The latest iteration of Windows is here, impressing, confounding and upsetting early adopters. As has become traditional, we pit the Microsoft OS mano-a-mano with Linux to determine the ultimate operating system. Of course, in reality this is comparing apples and oranges (and scoring them with bananas): One is a free codebase which can run on most any hardware imaginable, the other is a proprietary product with an undecouple-able GUI that, until recently, has run only on x86 PCs.

Our approach will be to consider features from the Windows 10 build available at press time, together with Microsoft’s own PR announcements and compare them with like-for-like equivalents from various Linux distributions. Much of the pre-release hype spoke to Windows 10 heralding a paradigm shift across the Windows landscape.

Certainly there are a lot of changes and perhaps most notable is that Windows 10 will be the operating system’s last incarnation. That doesn’t mean the end of Windows, but rather the beginning of “Windows as a Service”.

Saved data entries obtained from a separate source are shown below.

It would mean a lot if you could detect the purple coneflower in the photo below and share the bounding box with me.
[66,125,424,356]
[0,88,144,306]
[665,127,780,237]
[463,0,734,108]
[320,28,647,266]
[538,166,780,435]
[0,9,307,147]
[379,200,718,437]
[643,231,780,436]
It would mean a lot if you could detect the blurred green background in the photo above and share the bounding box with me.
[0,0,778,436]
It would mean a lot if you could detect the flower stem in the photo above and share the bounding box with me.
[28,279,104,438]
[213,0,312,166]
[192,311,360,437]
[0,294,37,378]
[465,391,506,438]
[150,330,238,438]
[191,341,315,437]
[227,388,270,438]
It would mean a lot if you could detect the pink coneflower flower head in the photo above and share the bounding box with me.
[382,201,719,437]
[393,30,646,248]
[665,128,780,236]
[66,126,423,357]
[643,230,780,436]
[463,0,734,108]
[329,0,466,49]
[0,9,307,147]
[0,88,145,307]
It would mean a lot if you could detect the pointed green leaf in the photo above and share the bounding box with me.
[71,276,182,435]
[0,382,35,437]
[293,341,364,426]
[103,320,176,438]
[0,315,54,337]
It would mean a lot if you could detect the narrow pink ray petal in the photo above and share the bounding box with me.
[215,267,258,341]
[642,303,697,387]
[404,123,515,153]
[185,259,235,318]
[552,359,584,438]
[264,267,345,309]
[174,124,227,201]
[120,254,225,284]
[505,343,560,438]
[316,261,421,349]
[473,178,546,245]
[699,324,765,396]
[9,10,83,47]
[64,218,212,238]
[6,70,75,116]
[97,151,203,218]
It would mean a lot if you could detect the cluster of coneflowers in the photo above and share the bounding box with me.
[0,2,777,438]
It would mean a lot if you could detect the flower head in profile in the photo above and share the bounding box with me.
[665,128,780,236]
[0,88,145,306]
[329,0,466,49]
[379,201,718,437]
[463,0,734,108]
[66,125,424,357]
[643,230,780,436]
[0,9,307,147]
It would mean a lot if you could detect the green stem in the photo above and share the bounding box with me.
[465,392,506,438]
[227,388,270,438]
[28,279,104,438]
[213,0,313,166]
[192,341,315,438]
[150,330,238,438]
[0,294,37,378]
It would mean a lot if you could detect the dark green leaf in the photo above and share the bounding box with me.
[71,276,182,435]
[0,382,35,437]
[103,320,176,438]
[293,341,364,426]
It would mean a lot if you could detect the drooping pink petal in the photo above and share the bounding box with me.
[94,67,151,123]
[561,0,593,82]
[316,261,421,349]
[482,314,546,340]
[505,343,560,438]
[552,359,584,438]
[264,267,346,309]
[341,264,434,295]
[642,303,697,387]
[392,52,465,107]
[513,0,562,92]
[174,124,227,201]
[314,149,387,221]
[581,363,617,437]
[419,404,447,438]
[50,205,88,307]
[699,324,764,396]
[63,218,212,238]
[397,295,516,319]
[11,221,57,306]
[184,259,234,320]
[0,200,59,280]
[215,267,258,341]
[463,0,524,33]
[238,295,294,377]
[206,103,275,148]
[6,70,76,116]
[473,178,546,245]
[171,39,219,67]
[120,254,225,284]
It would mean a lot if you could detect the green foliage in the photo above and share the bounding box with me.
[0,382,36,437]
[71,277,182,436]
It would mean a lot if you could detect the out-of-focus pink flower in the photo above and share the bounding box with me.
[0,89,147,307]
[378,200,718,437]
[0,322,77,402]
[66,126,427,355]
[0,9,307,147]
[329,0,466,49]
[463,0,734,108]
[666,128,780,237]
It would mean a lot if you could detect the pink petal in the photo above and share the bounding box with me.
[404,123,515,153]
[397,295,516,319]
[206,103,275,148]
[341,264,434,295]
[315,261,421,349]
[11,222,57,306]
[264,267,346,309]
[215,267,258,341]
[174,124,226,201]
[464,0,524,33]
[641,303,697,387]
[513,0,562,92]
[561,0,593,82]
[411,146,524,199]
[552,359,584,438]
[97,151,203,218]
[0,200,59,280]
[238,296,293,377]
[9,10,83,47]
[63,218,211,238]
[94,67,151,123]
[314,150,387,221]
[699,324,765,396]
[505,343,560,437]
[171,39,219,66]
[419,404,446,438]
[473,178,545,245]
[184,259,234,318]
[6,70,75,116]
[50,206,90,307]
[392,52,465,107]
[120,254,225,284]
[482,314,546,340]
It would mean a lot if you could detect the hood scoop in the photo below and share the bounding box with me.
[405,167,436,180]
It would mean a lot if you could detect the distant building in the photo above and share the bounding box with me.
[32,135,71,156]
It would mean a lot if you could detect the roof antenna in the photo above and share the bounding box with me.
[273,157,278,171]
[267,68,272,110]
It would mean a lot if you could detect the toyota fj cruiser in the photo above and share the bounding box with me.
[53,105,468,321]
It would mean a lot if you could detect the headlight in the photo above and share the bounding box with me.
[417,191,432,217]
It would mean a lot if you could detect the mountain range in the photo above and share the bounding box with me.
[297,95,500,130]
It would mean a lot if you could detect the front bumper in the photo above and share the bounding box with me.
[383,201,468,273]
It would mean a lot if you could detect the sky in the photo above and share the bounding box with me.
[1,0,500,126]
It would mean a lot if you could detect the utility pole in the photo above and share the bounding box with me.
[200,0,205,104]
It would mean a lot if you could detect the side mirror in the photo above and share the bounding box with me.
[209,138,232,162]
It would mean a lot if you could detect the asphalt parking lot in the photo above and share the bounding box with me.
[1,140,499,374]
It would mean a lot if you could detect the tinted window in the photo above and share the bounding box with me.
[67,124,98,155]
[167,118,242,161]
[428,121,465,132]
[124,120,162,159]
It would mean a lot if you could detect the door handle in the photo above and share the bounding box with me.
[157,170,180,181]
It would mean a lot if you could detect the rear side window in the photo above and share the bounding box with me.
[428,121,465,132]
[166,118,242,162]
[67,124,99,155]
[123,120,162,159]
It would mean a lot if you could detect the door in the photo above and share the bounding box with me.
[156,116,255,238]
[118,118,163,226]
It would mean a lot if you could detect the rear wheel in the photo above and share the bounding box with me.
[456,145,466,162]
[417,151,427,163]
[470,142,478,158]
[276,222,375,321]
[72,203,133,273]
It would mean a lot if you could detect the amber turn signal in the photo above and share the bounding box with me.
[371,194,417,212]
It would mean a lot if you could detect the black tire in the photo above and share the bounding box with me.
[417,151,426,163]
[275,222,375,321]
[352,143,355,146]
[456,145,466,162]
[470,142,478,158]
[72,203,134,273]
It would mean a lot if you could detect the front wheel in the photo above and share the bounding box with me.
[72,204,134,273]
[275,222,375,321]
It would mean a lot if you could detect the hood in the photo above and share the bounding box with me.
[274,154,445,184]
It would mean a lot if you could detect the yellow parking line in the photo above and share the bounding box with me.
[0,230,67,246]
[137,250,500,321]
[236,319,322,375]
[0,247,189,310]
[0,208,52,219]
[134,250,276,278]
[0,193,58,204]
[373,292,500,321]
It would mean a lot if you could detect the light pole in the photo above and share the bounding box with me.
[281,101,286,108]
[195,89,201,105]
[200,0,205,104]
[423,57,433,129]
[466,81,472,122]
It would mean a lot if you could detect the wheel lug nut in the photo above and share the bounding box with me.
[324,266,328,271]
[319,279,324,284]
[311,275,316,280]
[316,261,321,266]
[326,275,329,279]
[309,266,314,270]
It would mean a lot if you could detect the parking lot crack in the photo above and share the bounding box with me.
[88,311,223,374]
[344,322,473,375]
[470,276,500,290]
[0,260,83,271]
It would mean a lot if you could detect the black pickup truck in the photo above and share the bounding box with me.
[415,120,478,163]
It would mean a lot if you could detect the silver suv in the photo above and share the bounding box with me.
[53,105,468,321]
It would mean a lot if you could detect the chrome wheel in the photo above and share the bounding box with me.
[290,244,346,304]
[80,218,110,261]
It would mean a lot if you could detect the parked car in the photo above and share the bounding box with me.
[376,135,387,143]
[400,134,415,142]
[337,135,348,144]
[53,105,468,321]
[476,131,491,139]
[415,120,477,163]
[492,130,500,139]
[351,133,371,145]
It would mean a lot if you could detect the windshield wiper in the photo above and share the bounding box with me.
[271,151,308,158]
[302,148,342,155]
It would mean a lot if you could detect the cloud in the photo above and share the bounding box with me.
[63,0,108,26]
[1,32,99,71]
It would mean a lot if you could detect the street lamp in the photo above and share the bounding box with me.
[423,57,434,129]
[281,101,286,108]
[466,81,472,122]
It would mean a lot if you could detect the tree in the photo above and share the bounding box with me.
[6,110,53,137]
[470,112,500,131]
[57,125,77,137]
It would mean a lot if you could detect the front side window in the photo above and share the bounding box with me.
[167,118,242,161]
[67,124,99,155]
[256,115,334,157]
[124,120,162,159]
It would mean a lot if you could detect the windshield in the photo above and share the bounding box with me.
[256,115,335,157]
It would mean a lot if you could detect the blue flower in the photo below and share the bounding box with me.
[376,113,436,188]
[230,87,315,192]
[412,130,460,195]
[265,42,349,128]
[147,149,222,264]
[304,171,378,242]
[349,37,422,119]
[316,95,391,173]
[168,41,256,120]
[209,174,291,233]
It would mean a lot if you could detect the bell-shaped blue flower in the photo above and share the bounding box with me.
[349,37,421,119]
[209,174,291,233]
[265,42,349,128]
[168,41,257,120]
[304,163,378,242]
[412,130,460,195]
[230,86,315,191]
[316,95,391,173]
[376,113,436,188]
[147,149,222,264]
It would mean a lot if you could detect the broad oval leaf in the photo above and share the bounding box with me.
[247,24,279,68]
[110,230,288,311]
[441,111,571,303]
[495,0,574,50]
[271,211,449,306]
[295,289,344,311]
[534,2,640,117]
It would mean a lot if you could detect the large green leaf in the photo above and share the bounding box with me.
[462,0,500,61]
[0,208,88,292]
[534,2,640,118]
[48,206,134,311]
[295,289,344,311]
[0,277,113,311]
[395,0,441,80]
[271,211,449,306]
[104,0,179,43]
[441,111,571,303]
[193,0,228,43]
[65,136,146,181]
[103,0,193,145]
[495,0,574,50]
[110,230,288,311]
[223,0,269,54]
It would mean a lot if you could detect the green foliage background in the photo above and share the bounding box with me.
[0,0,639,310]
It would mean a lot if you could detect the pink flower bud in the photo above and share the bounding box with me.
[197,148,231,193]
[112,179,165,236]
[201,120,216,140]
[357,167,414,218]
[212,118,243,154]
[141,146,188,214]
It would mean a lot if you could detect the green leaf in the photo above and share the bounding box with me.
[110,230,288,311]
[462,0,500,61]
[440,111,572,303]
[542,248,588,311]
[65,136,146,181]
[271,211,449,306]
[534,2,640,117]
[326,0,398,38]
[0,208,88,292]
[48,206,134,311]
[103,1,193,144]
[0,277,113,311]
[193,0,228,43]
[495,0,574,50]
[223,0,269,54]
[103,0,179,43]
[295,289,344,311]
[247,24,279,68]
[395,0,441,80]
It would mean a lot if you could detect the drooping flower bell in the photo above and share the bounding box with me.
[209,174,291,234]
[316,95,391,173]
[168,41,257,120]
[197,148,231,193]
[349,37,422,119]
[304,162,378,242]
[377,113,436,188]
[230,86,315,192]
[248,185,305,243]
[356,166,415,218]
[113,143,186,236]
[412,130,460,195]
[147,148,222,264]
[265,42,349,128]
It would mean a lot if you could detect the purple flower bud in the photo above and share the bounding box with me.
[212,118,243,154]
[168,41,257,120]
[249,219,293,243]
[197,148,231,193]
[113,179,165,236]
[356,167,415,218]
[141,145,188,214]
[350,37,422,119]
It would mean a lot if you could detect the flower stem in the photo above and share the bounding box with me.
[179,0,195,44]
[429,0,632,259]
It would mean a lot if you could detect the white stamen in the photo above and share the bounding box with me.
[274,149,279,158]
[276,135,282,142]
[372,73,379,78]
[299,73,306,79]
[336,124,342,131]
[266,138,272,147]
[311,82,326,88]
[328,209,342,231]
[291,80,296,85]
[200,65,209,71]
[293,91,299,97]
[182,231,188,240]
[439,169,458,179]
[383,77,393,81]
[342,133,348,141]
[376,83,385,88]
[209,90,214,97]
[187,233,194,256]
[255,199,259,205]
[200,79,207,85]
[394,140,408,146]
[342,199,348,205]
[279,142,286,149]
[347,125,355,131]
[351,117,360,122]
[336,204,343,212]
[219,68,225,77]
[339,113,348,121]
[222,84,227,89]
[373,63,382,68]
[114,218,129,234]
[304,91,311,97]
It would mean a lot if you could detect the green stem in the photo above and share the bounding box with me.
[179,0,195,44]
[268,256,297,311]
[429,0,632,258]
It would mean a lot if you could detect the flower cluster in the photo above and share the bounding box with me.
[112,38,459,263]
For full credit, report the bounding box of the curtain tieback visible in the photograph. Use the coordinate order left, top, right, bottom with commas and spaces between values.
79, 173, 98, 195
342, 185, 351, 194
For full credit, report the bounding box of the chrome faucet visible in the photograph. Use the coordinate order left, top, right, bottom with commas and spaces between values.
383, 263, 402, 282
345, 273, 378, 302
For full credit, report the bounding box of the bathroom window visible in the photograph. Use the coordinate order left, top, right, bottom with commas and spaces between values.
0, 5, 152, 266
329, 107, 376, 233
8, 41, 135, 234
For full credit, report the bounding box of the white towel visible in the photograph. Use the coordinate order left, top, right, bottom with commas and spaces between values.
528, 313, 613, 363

Updates will be pushed to consumers once Microsoft deems them ready, while businesses will be offered a choice of two release channels, dubbed Current and Long Term which offer more rigid release cycles. Individuals who purchase (or are entitled to a free) copy of Windows will see it supported “for the lifetime of that device.” Another intriguing development is that users of the pre-release Technical Preview who enroll in the Windows Insider Program can continue to use that and will have the privilege [pain, surely? – ED] of testing new features – and won’t have to pay.